The Staircase of Fire starts when Rose, an African American lady, insists on her right to vote. In the extremely racist town of Shakertown, this is something that cannot be stood for and Rose and her son, James, decide to leave. But on their way out, James kills one of the KKK assaulting his mother and gets murdered in return. All this is witnessed by Tom, who's still dealing with the guilt from his sisters' death. Scared to say a word, Tom resolves to find the Shake gold and leave this town for good.

While the start of the novel feels like a mystery, this is really more of a bildungsroman. Yes, Tom does hunt down clues to find the gold but this story is really about Tom coming to grips with his past and with the society he lives in. It's about him growing up and deciding what kind of man he wants to be.

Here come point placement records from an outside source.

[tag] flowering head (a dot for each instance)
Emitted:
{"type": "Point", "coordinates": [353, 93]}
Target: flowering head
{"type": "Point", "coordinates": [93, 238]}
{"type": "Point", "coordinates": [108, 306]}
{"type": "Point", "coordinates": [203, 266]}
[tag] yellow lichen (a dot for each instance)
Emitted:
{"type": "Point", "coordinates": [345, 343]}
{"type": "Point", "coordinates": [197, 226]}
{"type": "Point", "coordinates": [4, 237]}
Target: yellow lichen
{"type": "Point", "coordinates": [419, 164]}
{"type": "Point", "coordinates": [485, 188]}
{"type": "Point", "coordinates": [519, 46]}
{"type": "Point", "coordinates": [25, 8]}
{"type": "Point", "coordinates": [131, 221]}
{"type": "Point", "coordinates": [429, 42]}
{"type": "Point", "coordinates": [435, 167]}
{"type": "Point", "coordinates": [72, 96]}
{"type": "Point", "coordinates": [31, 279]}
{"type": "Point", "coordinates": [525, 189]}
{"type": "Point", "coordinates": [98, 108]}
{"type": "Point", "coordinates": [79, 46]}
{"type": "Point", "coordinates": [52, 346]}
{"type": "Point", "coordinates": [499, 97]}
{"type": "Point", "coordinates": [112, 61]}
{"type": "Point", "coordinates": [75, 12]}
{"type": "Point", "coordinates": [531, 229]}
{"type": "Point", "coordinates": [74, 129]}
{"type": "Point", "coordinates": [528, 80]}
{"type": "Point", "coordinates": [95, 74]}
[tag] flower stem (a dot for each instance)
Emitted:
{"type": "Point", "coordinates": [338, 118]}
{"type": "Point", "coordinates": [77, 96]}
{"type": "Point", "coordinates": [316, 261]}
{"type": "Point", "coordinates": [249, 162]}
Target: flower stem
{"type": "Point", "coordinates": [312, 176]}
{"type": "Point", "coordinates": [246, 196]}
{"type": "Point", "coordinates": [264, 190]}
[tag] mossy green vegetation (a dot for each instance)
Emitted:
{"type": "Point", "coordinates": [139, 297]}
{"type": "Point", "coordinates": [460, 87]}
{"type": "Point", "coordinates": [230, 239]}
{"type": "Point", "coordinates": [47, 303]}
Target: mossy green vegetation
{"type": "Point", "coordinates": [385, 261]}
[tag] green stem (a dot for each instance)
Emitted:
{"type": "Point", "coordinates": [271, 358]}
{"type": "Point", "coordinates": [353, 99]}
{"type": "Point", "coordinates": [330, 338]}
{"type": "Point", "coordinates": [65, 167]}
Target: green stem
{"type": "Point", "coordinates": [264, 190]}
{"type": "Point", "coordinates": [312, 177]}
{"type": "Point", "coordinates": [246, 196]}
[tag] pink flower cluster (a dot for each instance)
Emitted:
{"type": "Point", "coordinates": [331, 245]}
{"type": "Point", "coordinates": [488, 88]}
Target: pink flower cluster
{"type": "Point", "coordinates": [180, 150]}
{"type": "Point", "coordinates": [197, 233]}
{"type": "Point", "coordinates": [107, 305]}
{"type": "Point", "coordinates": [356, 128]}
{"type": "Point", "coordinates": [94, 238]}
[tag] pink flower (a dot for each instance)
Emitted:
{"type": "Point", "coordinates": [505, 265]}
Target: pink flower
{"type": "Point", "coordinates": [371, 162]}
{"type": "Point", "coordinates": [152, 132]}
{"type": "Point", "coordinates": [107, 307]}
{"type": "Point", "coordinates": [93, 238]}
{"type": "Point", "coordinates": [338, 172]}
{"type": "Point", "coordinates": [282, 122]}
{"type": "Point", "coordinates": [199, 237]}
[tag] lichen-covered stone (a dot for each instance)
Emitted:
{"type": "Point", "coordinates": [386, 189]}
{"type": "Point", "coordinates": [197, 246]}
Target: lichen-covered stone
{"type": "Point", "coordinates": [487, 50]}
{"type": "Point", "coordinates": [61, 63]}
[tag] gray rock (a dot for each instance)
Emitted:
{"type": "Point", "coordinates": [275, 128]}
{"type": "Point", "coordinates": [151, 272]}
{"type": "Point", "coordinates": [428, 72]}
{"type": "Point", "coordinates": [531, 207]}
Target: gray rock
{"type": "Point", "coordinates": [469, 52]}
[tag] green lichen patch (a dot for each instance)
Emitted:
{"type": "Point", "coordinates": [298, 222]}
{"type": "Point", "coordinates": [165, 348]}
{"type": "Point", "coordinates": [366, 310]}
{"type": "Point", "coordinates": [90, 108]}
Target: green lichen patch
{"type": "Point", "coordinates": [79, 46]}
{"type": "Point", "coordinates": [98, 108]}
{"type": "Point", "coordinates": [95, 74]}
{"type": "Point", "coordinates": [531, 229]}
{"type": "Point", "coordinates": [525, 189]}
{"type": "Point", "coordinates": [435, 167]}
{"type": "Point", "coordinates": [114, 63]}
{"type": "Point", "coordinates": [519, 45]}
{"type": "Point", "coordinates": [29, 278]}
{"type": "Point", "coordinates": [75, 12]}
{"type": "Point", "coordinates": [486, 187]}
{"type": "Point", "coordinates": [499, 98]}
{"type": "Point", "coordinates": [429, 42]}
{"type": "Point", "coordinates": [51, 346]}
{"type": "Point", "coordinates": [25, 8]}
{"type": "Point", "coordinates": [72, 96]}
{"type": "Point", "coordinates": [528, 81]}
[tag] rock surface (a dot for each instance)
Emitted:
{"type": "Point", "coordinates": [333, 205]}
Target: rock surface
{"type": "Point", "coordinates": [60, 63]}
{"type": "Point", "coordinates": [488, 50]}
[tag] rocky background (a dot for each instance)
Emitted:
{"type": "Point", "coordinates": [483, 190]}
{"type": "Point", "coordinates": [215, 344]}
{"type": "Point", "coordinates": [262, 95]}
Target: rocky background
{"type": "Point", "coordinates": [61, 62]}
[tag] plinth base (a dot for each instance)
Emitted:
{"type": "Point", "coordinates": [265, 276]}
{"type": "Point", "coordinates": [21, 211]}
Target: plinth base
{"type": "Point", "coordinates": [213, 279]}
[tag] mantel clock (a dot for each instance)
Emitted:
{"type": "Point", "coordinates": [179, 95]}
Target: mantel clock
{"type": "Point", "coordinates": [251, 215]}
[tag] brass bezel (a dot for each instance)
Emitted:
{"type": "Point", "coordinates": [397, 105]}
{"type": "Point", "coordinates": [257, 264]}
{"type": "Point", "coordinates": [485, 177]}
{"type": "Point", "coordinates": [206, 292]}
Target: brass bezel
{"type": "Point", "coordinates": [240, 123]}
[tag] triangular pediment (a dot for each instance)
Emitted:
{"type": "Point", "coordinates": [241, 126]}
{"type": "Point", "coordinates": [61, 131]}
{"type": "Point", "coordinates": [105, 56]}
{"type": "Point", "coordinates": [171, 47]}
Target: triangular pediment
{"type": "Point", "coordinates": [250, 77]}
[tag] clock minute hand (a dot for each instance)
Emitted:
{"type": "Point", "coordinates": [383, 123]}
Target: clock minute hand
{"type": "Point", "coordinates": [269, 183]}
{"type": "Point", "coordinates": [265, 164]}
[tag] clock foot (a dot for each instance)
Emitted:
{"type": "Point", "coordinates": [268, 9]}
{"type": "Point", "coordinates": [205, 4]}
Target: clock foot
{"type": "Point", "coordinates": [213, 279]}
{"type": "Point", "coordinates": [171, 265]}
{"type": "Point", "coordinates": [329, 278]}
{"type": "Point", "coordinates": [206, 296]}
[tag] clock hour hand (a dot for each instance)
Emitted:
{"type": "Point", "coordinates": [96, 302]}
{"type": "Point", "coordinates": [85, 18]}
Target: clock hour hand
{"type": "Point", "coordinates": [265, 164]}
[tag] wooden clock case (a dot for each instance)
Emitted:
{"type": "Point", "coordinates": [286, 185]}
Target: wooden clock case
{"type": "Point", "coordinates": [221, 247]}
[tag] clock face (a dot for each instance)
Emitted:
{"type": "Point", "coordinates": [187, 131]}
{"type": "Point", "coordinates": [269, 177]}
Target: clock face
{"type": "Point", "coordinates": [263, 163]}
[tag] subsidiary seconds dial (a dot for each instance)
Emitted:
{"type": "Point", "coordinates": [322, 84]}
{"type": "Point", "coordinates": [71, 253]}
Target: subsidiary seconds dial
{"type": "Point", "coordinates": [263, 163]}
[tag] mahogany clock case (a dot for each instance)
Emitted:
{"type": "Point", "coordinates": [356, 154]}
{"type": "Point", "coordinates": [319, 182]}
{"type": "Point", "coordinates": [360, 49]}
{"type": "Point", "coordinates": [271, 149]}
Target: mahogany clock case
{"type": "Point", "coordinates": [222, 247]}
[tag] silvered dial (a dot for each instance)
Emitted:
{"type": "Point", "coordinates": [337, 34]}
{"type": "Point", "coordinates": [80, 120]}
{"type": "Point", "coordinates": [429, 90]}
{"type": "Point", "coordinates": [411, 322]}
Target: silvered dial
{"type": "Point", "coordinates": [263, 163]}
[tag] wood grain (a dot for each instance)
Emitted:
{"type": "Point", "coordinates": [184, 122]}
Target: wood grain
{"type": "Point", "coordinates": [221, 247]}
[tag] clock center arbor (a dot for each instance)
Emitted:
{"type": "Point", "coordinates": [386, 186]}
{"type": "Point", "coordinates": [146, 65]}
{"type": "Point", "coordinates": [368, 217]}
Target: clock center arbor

The search for the gold is a small part of the book compared to Tom's journey.

Like I mentioned before, Tom grows a lot in this book and I really enjoyed reading his journey. It seems like almost every white character is racist in some way (which is historically accurate) and it was refreshing to see Tom learn to break out of the narrow-minded thinking that he had and which surrounds him.

Just a note of warning: apart from some violence, there is mention of sex and sexual assault in the book. It's nothing explicit, but if you're sensitive or if you want to give this to a younger kid to read, you might want to keep it in mind.

Disclaimer: I got a free copy of this book from the publisher via NetGalley in exchange for a free and honest review.